Without the measure of clocks, what is lastingness?

  If Puttermesser had married Emil Hauchvogel in ordinary life—if he had kissed her at her door, if a courtship had followed, and so on and so on—then it would be possible to calculate that the marriage “lasted” a certain number of years. But in the everlastingness of Paradise, what does it signify to say how long anything lasts?

  In Paradise, where sight and insight, inner and outer, sweet and salt, logic and illogic, are shuffled in the manner of a kaleidoscope, nothing is permanent. Nothing will stay. All is ephemeral. There is no long and no short; there is only immeasurable isness. Isness alone is forever; or name it essence, or soul. But the images within the soul shift, drift, wander. Paradise is a dream bearing the inscription on Solomon’s seal: this too will pass.

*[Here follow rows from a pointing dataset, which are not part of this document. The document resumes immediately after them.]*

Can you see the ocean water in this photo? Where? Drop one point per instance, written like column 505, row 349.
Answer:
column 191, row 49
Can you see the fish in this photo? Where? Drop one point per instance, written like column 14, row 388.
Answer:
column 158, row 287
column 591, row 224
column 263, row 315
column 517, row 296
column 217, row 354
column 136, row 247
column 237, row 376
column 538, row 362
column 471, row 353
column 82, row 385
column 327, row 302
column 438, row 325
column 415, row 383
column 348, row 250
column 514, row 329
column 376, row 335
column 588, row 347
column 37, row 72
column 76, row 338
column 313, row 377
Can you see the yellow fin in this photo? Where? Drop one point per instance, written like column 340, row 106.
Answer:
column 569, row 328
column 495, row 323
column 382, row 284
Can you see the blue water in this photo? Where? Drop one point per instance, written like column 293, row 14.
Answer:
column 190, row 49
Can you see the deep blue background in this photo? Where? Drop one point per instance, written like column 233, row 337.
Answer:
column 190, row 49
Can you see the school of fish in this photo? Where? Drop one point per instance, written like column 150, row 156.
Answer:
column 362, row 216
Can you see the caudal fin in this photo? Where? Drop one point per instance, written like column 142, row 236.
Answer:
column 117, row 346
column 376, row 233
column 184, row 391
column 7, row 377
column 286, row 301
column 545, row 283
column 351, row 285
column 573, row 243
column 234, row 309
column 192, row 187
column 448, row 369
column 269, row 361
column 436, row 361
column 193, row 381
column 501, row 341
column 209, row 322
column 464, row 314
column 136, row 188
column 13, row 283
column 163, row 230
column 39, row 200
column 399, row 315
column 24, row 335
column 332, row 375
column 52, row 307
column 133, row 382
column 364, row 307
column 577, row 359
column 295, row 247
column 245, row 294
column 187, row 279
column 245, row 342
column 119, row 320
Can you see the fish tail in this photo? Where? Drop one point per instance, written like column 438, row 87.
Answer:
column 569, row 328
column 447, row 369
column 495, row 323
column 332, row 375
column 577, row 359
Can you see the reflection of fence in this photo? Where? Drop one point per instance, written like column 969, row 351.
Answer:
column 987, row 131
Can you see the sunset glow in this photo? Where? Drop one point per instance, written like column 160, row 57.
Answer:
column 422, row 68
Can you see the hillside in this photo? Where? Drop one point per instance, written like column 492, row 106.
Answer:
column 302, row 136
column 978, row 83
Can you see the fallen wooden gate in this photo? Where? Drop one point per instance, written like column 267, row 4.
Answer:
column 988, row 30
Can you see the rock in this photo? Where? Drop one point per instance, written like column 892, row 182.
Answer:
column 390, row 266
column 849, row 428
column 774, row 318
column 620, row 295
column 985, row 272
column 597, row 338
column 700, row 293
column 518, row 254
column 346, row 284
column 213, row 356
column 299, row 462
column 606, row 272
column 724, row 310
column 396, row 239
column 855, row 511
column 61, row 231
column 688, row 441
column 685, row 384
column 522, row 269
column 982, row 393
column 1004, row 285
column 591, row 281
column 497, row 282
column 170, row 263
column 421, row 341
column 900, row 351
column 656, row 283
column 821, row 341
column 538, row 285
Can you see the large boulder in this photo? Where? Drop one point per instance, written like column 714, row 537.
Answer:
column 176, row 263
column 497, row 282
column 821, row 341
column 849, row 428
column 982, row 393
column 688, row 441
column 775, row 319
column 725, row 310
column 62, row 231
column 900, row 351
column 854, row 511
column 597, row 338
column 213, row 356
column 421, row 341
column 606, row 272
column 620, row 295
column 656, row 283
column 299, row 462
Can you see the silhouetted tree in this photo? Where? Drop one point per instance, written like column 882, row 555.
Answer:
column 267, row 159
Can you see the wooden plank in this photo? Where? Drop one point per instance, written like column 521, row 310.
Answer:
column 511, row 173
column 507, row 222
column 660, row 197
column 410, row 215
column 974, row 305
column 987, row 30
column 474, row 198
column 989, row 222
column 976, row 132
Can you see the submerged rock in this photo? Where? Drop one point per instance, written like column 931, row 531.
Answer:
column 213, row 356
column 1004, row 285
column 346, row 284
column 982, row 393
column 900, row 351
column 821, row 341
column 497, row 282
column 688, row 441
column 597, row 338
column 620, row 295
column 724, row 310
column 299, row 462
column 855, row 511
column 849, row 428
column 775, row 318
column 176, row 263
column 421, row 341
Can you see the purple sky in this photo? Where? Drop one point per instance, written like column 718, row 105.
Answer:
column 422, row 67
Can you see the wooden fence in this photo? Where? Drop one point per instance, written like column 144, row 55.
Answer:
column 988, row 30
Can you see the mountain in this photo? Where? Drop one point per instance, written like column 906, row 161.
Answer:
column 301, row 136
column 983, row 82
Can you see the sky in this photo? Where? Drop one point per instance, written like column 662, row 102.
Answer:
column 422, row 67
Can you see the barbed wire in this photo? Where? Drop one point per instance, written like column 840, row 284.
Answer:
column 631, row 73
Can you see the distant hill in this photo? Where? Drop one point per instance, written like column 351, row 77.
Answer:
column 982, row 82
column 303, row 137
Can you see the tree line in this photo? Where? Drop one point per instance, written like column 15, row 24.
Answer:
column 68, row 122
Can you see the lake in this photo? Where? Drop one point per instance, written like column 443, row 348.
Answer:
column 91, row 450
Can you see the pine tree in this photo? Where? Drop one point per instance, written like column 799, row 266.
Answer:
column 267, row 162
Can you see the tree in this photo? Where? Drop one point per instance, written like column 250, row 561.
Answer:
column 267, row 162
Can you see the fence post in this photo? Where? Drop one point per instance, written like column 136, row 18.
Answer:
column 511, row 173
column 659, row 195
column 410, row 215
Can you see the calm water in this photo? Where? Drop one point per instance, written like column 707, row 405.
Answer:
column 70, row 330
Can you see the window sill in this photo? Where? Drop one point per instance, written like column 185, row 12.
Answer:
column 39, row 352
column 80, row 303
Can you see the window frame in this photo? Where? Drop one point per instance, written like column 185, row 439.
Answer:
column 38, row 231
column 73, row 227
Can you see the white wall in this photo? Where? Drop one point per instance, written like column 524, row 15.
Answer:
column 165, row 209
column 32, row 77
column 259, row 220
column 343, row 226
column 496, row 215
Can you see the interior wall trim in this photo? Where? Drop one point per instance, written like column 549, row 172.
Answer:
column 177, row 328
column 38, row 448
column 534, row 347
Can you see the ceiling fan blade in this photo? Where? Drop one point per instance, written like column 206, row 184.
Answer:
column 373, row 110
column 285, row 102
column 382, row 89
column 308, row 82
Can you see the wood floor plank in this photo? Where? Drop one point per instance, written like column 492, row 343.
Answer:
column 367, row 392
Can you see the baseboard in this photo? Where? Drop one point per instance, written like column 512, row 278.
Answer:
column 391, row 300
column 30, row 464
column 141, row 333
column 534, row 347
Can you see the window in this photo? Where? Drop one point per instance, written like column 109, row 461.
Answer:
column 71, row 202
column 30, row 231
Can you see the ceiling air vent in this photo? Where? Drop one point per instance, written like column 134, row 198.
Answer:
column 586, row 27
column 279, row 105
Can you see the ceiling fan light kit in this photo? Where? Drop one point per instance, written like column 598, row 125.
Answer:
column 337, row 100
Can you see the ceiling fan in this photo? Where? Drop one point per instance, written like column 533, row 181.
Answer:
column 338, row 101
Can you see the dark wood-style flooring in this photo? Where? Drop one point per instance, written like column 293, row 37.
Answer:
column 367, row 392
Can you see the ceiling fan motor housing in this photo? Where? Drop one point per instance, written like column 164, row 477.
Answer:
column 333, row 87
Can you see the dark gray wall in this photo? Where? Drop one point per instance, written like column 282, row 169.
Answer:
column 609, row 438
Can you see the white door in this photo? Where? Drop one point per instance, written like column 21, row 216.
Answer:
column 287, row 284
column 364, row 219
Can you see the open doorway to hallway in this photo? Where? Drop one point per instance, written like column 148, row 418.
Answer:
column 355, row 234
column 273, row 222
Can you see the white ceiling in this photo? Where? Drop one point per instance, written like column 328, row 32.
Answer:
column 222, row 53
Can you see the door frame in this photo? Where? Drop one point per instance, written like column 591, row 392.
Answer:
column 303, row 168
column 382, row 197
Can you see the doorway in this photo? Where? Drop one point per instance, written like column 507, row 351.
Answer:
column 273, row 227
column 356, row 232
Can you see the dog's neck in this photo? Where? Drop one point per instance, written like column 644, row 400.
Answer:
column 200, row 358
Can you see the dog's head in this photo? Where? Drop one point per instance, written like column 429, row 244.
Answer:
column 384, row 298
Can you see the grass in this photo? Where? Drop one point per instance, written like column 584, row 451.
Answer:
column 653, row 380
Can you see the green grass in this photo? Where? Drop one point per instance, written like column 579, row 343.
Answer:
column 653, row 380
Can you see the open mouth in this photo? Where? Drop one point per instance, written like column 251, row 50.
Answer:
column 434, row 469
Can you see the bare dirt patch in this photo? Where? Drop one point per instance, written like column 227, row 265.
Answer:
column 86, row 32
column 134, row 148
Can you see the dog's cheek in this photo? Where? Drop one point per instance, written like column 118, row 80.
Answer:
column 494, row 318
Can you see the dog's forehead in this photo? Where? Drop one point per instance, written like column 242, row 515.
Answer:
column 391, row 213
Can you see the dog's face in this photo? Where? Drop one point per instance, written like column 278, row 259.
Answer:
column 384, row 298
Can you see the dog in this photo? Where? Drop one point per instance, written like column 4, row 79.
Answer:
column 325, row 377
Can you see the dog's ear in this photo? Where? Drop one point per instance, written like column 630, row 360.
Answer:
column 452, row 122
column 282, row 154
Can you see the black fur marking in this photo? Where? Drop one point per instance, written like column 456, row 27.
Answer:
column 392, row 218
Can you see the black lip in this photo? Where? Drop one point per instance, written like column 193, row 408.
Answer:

  And that is the secret meaning of Paradise: Solomon’s truth. It is the other reason for the notorious cold-heartedness of Paradise; it is why everyone who is supernally happy in Paradise, happier than ever before, will soon become preternaturally unhappy, unhappier than ever before. A dream that flowers only to be undone will bring more misery than a dream that has never come true at all.

  The secret meaning of Paradise is that it too is hell.

  So it is with Puttermesser in Paradise. Emil and her little son evaporate; in sorrow she watches them pale like ink under water. Inconsolably, in her old familiar solitude, she walks through neighborhoods of illusion and phantasmagoria, witnessing loss and tragedy and joyous victory.

  She sees Henry James, the Master, growing rich on the triumph of a play, the very play that once failed humiliatingly on the London boards; but she already knows (as the Master himself will soon know) that paradisal success will end in jeers and feebleness.